Ghana’s economy stands to lose $15 billion over the next five years due to stringent export restrictions imposed by the Bank of Ghana (BoG). Concerned exporters have raised alarms over the Letters of Commitment (LoC) rule, which requires exporters to repatriate the full value of their exports back into the country. This policy, they argue, has become a significant disincentive, particularly because the BoG does not offer pre-financing for exports.
Francis Gbedemah, a Ghanaian exporter, emphasized the detrimental impact of this rule, noting that the country is already losing over $3 billion annually as a result. Despite the BoG’s intentions to streamline the export process through the LoC regime, many exporters feel that the rule is stifling their businesses and limiting Ghana’s export potential.
The LoC rule has also sparked concerns about trade tensions with international partners, as well as potential negative impacts on Ghana’s economy. The exporters have called on Vice President Dr.

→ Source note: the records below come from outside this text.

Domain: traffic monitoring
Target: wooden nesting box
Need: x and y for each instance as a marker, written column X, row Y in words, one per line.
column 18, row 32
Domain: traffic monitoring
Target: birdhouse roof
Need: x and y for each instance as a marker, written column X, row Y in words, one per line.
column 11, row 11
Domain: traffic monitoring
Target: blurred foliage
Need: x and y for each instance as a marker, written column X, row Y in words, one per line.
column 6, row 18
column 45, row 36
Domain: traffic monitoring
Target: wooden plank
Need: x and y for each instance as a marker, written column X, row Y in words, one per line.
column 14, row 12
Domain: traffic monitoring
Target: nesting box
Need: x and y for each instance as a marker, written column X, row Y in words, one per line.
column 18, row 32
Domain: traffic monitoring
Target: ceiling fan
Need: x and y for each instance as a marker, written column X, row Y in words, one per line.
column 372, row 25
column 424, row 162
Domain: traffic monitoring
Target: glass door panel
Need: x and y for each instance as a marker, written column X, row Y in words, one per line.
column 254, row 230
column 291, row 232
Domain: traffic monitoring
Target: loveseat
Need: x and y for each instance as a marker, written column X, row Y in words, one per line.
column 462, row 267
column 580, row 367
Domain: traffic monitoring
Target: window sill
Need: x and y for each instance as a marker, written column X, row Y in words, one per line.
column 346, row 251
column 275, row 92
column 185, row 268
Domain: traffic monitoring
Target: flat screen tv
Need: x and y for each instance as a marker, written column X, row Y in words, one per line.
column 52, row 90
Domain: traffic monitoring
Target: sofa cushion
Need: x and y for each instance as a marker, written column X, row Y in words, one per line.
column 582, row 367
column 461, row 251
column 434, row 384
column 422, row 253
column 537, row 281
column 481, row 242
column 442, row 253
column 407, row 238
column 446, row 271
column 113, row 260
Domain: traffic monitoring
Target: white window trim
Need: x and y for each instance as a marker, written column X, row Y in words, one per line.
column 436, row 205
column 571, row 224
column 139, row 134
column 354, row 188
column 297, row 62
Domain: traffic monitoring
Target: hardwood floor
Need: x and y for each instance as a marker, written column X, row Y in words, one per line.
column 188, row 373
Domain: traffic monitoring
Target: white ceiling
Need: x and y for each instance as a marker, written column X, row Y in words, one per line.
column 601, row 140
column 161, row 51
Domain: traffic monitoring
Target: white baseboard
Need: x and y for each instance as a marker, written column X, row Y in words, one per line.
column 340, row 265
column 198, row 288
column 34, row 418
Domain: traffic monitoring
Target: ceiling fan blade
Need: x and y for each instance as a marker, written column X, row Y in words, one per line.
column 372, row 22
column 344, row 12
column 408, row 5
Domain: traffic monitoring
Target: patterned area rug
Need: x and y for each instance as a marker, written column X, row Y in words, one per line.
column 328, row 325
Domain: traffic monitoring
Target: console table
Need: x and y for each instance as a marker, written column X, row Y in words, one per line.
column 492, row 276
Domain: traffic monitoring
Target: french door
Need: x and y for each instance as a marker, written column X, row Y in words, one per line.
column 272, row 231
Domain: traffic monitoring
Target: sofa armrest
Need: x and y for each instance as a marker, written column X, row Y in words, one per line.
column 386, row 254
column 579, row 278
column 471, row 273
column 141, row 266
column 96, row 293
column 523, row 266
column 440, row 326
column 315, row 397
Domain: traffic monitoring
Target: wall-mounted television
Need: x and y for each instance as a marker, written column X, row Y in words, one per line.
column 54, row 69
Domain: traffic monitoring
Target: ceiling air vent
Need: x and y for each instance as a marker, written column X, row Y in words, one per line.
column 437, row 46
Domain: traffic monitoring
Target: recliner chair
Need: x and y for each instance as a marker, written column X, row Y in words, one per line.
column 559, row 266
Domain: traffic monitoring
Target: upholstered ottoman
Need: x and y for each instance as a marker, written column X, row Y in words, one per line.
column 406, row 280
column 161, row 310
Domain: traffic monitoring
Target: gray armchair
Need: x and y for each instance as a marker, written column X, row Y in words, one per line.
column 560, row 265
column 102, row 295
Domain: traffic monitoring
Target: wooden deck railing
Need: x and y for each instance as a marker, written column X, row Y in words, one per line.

Mahamudu Bawumia and Finance Minister Dr. Mohammed Amin Adam to urgently review and reverse this policy to prevent further economic losses.
In 2023, Ghana’s Non-Traditional Exports earned $3.94 billion, marking an 11.4% increase from the previous year. However, exporters believe that this figure could have been significantly higher without the restrictive LoC rule, especially given the ongoing push for industrialization in the country.